Foi a senha para que Adelaide Dias reinasse como empresária na noite de Porto Alegre entre 1968 e 1989. Não por acaso, Lupicínio, o mais ilustre frequentador de suas casas noturnas, dedicou a ela os versos de uma canção muito apropriadamente intitulada Dona do Bar:
Eu não vou nunca mais frequentar esse bar
Porque os olhos da dona depois
Não me deixam sair
Morena de cabelos lisos e longos, com rosto de feições indígenas, Adelaide criou ao redor de si uma aura de mistério que ajudou a torná-la uma figura enigmática e fascinante. Quando fiz a pesquisa para lançar o livro Darcy Alves – Vida nas Cordas do Violão (Libretos, 2010), pude constatar que ela deixou poucos rastros acerca de sua vida pessoal. O que se sabe é que nasceu em 1934, em Cerro Azul (no Paraná), desembarcando em Porto Alegre com cerca de 20 anos de idade, “sozinha, apenas com a roupa do corpo”, como descreve a filha mais velha, Carmen Dias.

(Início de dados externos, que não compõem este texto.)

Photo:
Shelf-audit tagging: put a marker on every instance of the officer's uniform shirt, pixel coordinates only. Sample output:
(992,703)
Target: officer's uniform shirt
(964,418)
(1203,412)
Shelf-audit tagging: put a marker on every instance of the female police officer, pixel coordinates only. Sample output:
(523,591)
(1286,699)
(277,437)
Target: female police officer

Trabalhou em café, pizzaria e salão de beleza antes de abrir o Adelaide’s, que, atendendo à sugestão de Lupicinio, passou a reunir a nata dos músicos da cidade, incluindo os violonistas Darcy Alves e Jessé Silva, o flautista Plauto Cruz e o percussionista Azeitona, além de Marino do Sax e Clio do Cavaquinho. À leva de artistas se juntaram jornalistas como Hamilton Chaves, Melchiades Stricher, Fernando Albrecht, Paulo Sant’Anna, Kenny Braga e Danilo Ucha, entre outros boêmios.
Em 1971, como no Adelaide’s já não cabia tanta gente, ela inaugurou o Chão de Estrelas, bem maior e mais confortável. Fiel à musa, a quase totalidade dos clientes do antigo bar desceu a Marechal Floriano para se abrigar no nº 908 da Rua José do Patrocínio, na Cidade Baixa, endereço do Chão de Estrelas. Ali se apresentaram grandes nomes da MPB, como Nelson Gonçalves, Sílvio Caldas, Ângela Maria, Beth Carvalho, Jair Rodrigues, Clara Nunes e tantos outros.
— Acho que todo mundo gosta de ter um lugar aonde chegar e ser reconhecido, bem aceito. As minhas casas sempre têm funcionado assim, e eu acho que é por isso que tenho tantos amigos — afirmou Adelaide ao jornal Terra-Gente, em dezembro de 1978, quando abriu o Clube da Saudade, na Avenida Aureliano de Figueiredo Pinto, também na Cidade Baixa.
Foi o derradeiro empreendimento boêmio, que durou até 1989, quando ela se casou com um advogado que frequentava o Clube da Saudade e decidiu abandonar a carreira de dona de bar. Adelaide morreu em 8 de agosto de 2009, pouco antes de completar 75 anos, já aposentada e viúva.
— Antes de tudo, ela foi uma vencedora, porque conquistou tudo o que quis na vida — diz a filha Carmen Dias.